Cryptocurrency platform QuadrigaCX should be placed in bankruptcy: monitor
Interested parties attend Nova Scotia Supreme Court as Canada's largest cryptocurrency exchange seeks creditor protection in the wake of the sudden death of its founder and chief executive in December and missing cryptocurrency worth roughly $190-million, in Halifax on Tuesday, Feb. 5, 2019. THE CANADIAN PRESS/Andrew Vaughan
Michael MacDonald, The Canadian Press
Published Thursday, April 4, 2019 8:05AM EDT
HALIFAX -- The court-ordered monitor picking over the remains of the shuttered QuadrigaCX cryptocurrency platform says the insolvent operation should be placed in bankruptcy.
Ernst and Young says it has concluded there is only a remote possibility the Vancouver-based company will emerge from creditor protection under the Companies' Creditors Arrangement Act and restructure.
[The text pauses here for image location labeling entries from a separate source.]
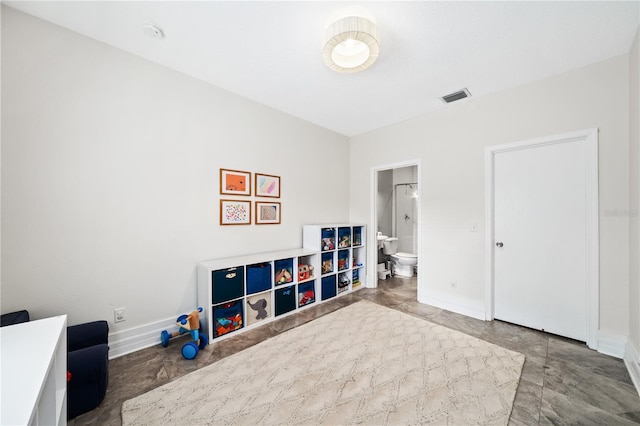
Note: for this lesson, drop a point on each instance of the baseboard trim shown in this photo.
(454, 306)
(632, 361)
(137, 338)
(612, 344)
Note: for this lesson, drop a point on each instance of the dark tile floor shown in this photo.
(563, 382)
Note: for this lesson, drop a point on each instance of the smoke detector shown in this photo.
(456, 96)
(152, 31)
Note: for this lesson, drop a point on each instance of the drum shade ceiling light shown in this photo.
(351, 45)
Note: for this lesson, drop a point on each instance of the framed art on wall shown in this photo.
(235, 212)
(235, 182)
(267, 186)
(267, 213)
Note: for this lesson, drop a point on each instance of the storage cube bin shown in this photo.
(327, 262)
(227, 318)
(306, 293)
(227, 284)
(328, 287)
(258, 277)
(328, 239)
(344, 237)
(258, 308)
(285, 299)
(283, 271)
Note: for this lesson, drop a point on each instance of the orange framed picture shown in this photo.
(267, 213)
(235, 212)
(267, 185)
(235, 182)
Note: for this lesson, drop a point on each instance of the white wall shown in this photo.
(634, 194)
(451, 144)
(110, 177)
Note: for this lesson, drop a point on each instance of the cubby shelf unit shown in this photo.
(240, 293)
(342, 260)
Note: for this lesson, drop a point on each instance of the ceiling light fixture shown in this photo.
(351, 45)
(152, 31)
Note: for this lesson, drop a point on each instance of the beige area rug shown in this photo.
(362, 364)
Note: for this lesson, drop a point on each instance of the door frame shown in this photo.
(590, 138)
(372, 249)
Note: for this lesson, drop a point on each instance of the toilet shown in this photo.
(404, 262)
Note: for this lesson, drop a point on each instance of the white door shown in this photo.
(540, 257)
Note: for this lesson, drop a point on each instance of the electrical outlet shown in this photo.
(119, 314)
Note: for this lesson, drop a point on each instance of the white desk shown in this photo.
(33, 372)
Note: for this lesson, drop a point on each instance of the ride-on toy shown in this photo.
(188, 323)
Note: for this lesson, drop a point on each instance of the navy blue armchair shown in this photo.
(87, 362)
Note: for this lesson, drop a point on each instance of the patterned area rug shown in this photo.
(362, 364)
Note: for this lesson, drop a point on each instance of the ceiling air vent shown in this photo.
(456, 96)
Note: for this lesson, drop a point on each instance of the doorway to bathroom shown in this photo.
(395, 211)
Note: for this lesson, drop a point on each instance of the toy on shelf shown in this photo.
(284, 276)
(188, 323)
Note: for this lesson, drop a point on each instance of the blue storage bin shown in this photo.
(227, 284)
(258, 278)
(328, 287)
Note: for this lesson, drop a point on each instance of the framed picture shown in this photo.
(267, 213)
(235, 212)
(235, 182)
(267, 186)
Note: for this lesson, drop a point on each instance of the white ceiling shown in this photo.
(270, 51)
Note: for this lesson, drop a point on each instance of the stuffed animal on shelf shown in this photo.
(327, 266)
(188, 323)
(305, 272)
(328, 244)
(284, 276)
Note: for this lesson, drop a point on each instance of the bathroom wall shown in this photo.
(384, 202)
(451, 142)
(406, 208)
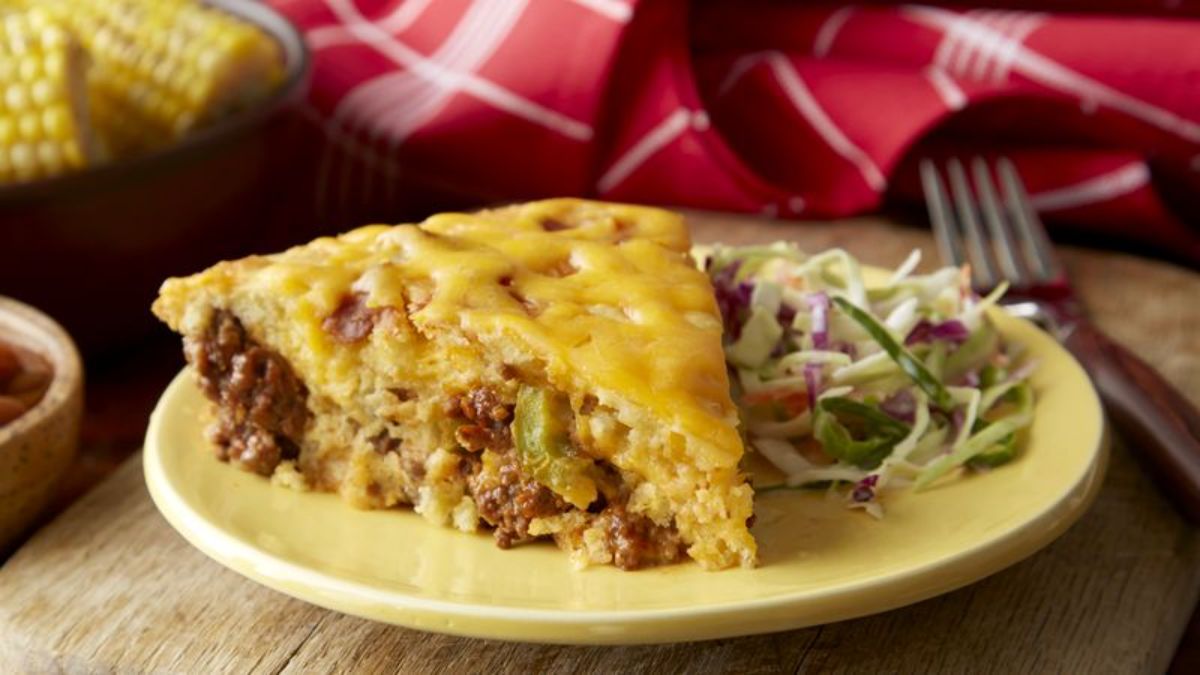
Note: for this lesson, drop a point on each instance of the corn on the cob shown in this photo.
(45, 123)
(165, 67)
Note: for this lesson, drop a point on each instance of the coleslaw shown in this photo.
(864, 389)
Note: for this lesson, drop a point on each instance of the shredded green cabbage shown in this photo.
(867, 389)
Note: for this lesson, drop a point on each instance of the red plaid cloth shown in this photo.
(784, 109)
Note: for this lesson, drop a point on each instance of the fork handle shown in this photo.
(1153, 416)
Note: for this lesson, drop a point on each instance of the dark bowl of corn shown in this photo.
(139, 139)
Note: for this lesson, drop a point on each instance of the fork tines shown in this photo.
(1012, 245)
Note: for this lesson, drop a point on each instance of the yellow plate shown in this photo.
(820, 561)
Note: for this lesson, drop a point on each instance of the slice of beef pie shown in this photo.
(551, 369)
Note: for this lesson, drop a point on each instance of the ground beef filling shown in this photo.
(509, 501)
(259, 400)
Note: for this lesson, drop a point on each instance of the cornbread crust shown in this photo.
(389, 327)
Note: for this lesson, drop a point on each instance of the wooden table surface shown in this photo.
(108, 586)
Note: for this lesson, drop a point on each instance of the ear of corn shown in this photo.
(165, 67)
(82, 81)
(45, 123)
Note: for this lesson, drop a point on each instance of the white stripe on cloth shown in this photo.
(399, 21)
(946, 88)
(985, 55)
(828, 31)
(615, 10)
(402, 102)
(394, 106)
(1098, 189)
(657, 138)
(1054, 75)
(808, 106)
(471, 83)
(1017, 34)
The professional services firm says its ongoing investigation to recover $260 million in cash and cryptocurrency owed to 115,000 users could be handled more efficiently under the Bankruptcy and Insolvency Act.
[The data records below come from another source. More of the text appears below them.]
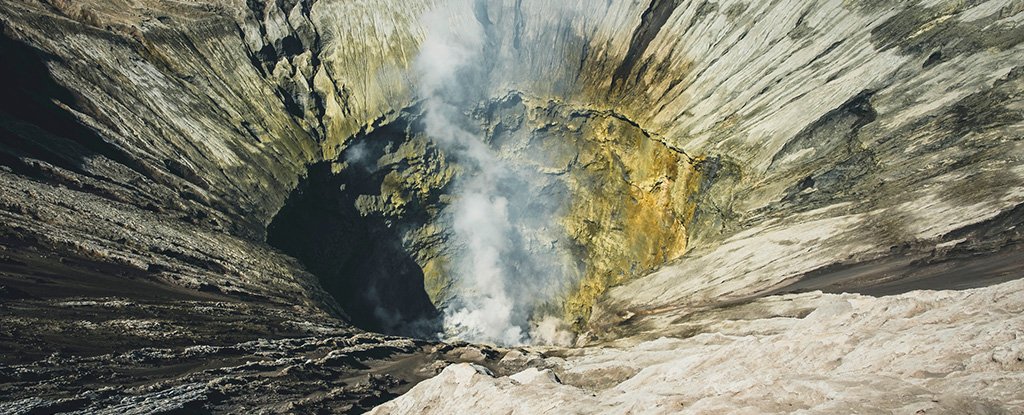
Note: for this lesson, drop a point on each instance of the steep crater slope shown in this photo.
(621, 202)
(151, 149)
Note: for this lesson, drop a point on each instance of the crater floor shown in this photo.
(719, 206)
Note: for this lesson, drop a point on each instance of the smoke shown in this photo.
(508, 259)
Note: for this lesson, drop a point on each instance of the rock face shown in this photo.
(812, 353)
(182, 179)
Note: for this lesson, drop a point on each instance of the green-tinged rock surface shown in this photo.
(200, 199)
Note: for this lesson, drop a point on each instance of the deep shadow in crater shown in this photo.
(359, 259)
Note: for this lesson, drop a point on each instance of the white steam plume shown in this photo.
(506, 257)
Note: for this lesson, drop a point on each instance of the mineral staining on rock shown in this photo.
(718, 156)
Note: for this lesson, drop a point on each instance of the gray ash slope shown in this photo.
(845, 147)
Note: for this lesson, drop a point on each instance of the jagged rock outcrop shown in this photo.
(713, 153)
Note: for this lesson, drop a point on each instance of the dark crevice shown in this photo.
(357, 256)
(653, 18)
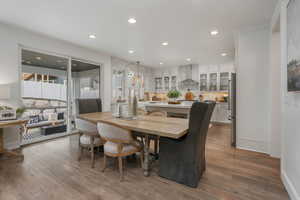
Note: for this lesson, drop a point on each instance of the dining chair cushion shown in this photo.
(113, 132)
(111, 147)
(86, 140)
(85, 126)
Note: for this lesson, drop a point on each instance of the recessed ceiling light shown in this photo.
(131, 20)
(91, 36)
(214, 32)
(165, 43)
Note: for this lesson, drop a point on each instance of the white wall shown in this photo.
(290, 159)
(11, 38)
(252, 89)
(275, 96)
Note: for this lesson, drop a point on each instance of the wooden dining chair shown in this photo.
(89, 138)
(119, 144)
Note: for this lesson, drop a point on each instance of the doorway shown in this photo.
(50, 83)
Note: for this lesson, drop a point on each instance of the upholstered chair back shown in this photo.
(158, 113)
(88, 105)
(113, 133)
(85, 126)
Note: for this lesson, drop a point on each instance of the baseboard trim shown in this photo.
(252, 145)
(289, 186)
(11, 145)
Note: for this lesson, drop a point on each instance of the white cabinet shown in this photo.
(221, 113)
(34, 89)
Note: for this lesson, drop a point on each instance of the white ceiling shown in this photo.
(185, 24)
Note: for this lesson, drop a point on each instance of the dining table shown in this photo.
(169, 127)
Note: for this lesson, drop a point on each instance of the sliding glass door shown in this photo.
(85, 82)
(44, 95)
(50, 85)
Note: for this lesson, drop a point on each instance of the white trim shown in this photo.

"(The transition) will streamline the administration of the proceedings, reduce the level of professional involvement and provide enhanced investigative powers," Ernst and Young said in its report, released Monday.
The exchange was shut down Jan. 28, more than a month after its lone director -- 30-year-old Gerald Cotten of Fall River, N.S. -- died suddenly while travelling in Jaipur, India.
Soon after his death was announced, court documents revealed he was the only QuadrigaCX employee who knew the encrypted pass codes needed to access $190 million in missing Bitcoins and other cryptocurrency locked in offline digital wallets.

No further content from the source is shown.